President of The Republicans (interim)
- In office 2 June 2019 – 13 October 2019
- Preceded by: Laurent Wauquiez
- Succeeded by: Christian Jacob

Secretary of State for European Affairs
- In office 29 June 2011 – 10 May 2012
- President: Nicolas Sarkozy
- Prime Minister: François Fillon
- Preceded by: Laurent Wauquiez
- Succeeded by: Bernard Cazeneuve

Member of the National Assembly for Alpes-Maritimes's 7th constituency
- In office 20 June 2012 – 20 June 2017
- Preceded by: Michel Rossi
- Succeeded by: Éric Pauget

Personal details
- Born: 9 July 1948 (age 77) Marseille, France
- Party: The Republicans (2015–present)
- Other political affiliations: Union for a Popular Movement (2002–2015)
- Alma mater: Aix-Marseille University

= Jean Leonetti =

French politician

Jean Leonetti (born 9 July 1948) is a French cardiologist and politician who served as a member of National Assembly from 1997 to 2011 and again from 2012 to 2017, representing Alpes-Maritimes's 7th constituency. He a former president of the Republicans and is also a member of the Radical Party.

==Political career==
Following Jean-François Copé’s resignation as chair of the UMP, Leonetti supported Bruno Le Maire’s candidacy to succeed Copé. He later endorsed Alain Juppé in the Republicans’ primaries ahead of the 2017 presidential election.
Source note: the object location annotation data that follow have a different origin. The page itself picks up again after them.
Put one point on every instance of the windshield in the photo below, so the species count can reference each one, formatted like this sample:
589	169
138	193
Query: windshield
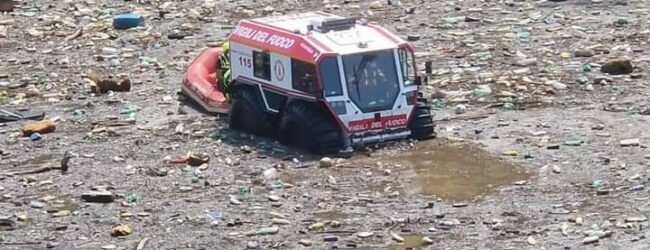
372	80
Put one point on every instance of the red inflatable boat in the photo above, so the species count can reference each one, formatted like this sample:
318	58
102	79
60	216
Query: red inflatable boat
201	80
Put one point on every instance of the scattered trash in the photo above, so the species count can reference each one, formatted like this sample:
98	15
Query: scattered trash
482	91
35	136
126	21
42	127
7	224
121	230
7	115
98	197
264	231
617	67
215	217
102	86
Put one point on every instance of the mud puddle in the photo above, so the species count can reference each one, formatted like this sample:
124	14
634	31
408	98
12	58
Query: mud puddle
456	172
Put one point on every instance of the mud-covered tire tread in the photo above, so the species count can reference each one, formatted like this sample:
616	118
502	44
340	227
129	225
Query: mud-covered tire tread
321	136
421	125
244	108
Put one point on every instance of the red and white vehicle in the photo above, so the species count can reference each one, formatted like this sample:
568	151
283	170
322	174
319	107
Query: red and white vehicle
324	82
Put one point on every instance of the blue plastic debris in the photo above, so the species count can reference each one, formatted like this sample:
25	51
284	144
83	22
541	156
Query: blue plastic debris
126	21
35	137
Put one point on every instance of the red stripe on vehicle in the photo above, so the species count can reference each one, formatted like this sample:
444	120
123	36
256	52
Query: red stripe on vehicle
276	88
386	34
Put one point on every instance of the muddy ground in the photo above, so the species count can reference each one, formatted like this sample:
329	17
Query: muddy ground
540	166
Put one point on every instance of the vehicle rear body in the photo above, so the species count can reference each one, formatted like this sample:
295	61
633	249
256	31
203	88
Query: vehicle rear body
363	74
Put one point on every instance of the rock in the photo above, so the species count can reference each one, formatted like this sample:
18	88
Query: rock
583	53
326	162
590	240
234	201
630	142
556	169
22	217
7	224
41	127
635	219
197	159
460	109
531	241
459	205
280	221
305	242
264	231
253	245
36	204
617	67
61	213
365	234
273	198
98	197
510	153
121	230
526	62
558	85
126	21
413	37
603	80
52	244
330	238
375	5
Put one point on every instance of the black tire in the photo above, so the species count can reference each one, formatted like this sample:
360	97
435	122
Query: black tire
245	113
421	125
310	128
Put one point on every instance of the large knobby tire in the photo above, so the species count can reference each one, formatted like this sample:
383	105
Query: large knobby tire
309	128
421	125
245	114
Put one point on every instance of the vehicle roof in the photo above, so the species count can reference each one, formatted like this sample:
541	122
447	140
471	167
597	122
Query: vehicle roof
309	45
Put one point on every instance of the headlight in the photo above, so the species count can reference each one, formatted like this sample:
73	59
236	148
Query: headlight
339	107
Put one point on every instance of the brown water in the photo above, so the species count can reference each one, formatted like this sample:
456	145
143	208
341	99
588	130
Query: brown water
453	172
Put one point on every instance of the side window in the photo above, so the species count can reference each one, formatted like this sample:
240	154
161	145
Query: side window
330	77
406	63
262	65
303	76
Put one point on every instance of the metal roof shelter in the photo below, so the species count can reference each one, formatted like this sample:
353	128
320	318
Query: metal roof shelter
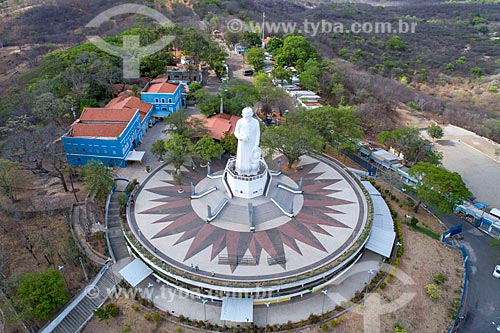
382	235
135	272
135	156
238	310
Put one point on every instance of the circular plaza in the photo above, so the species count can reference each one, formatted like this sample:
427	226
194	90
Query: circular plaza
311	225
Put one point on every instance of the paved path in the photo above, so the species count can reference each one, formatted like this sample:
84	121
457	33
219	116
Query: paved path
79	311
482	304
167	299
473	158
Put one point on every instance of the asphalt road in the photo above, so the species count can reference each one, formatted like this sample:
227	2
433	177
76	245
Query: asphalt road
482	306
483	297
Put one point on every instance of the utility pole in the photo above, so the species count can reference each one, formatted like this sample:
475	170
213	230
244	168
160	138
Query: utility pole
263	21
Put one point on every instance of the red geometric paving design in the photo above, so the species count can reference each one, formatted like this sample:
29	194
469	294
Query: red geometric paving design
180	219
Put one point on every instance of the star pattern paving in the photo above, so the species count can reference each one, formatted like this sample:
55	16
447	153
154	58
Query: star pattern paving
174	210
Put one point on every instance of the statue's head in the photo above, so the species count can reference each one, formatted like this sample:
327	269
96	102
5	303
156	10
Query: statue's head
247	112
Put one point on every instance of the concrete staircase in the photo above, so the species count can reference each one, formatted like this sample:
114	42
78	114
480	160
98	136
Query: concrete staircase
116	239
80	310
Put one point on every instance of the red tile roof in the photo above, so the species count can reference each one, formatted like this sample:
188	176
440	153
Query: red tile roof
103	114
161	86
219	124
97	130
130	102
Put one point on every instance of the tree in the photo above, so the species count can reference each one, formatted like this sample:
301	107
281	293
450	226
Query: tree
255	57
266	90
291	140
229	143
178	149
194	87
308	81
40	295
238	96
250	39
39	151
274	44
435	131
8	178
407	141
279	73
395	43
181	123
98	179
158	149
206	148
296	50
337	126
438	187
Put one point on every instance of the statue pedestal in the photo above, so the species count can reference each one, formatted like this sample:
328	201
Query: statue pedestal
247	187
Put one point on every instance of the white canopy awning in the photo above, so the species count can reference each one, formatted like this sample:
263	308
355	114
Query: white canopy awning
135	272
382	235
238	310
135	156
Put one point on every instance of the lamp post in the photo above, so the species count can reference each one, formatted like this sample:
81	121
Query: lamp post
204	301
324	292
267	313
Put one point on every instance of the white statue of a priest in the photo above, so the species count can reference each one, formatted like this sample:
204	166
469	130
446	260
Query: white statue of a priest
248	134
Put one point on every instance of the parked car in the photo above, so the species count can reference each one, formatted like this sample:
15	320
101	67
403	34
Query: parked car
248	72
496	272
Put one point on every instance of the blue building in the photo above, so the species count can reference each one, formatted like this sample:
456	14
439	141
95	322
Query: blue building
103	134
164	96
134	103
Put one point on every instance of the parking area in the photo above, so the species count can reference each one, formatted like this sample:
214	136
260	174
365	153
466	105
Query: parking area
473	158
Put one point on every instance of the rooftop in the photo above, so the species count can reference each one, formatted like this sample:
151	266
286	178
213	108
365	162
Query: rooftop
107	115
160	86
106	130
219	124
130	102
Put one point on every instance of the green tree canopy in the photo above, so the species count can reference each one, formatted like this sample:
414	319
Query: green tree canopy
296	50
279	73
407	141
8	178
178	149
229	143
98	179
274	44
435	131
40	295
181	123
158	149
255	57
308	81
206	148
338	126
438	187
292	140
250	39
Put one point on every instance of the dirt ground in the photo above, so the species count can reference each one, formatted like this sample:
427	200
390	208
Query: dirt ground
422	258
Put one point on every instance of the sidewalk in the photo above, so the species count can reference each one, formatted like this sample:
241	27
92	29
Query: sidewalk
342	290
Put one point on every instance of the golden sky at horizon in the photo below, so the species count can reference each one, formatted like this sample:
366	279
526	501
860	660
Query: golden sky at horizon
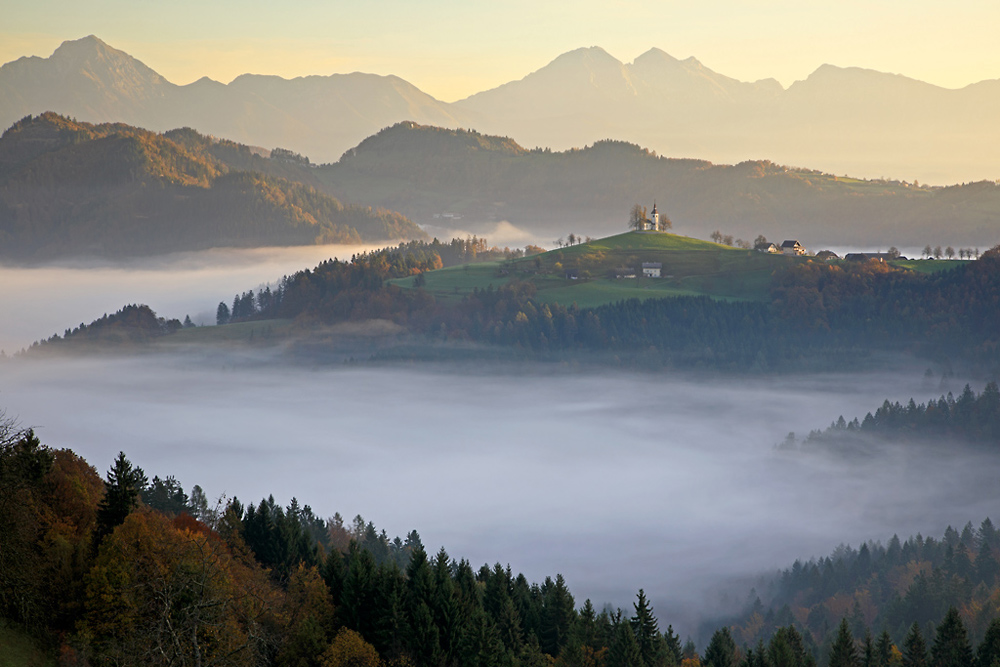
452	49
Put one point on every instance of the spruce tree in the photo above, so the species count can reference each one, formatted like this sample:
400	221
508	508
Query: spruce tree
951	642
989	649
914	648
843	653
721	650
883	650
624	649
121	495
645	628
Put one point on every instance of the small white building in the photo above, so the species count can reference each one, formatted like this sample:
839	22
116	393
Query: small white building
792	248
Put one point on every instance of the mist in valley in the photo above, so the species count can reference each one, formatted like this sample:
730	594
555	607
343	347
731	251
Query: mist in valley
39	301
667	482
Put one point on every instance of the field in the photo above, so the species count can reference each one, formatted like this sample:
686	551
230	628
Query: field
690	267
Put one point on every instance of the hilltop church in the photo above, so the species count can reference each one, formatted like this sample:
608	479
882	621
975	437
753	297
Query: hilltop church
652	223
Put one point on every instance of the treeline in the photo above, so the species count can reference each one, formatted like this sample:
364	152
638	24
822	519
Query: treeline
133	324
339	290
128	571
73	188
888	587
945	314
971	418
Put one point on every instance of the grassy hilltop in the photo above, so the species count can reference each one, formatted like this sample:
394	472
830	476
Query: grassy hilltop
690	267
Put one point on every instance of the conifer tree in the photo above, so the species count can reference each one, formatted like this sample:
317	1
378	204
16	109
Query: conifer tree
121	495
989	649
914	648
674	647
645	628
951	642
624	650
721	650
843	653
883	650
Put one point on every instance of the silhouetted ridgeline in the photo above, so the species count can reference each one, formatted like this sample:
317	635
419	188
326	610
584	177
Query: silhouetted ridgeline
69	188
839	313
426	171
969	418
128	571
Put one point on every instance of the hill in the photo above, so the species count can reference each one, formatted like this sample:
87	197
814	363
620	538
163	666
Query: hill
839	119
321	115
71	188
584	273
429	173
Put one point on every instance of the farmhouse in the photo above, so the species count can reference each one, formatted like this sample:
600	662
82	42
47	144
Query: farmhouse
792	247
877	256
622	273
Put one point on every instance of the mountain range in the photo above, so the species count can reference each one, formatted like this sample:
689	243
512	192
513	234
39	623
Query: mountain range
473	181
113	190
840	120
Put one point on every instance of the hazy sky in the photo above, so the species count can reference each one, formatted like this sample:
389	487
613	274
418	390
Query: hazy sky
453	48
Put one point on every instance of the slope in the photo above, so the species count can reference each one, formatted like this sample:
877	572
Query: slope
70	188
427	172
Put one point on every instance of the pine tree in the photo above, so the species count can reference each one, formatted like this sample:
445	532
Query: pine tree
558	616
721	650
121	495
989	649
843	653
883	650
914	648
674	645
951	643
645	628
624	651
868	650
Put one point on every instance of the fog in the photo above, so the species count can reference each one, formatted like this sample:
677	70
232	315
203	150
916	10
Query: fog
616	480
43	300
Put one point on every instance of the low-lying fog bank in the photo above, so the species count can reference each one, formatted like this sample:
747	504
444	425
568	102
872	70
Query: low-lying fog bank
616	480
39	301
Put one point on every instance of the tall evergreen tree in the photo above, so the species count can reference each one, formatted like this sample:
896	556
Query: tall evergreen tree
883	650
121	495
989	648
914	648
673	642
843	653
644	626
721	650
951	643
624	650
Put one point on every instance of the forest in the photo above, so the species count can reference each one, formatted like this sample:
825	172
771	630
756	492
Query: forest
836	315
127	570
69	188
971	418
423	170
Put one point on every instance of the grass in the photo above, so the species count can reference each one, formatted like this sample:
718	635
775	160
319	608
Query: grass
18	649
929	265
238	332
690	267
455	282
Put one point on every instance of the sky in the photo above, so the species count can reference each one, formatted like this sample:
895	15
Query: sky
454	48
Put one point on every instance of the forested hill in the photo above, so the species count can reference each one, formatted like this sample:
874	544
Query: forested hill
131	571
70	188
428	171
971	418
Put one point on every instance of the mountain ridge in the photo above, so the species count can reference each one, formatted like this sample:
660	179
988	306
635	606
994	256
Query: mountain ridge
839	119
69	188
In 2015, Leonetti authored legislation allowed patients with hours or days to live to stop treatment and request to be placed under general anaesthetic until the moment they die.

==Political positions==
In his capacity as Minister of European Affairs, Leonetti said in 2011 the Eurozone could survive even if Greece were forced out of the currency union.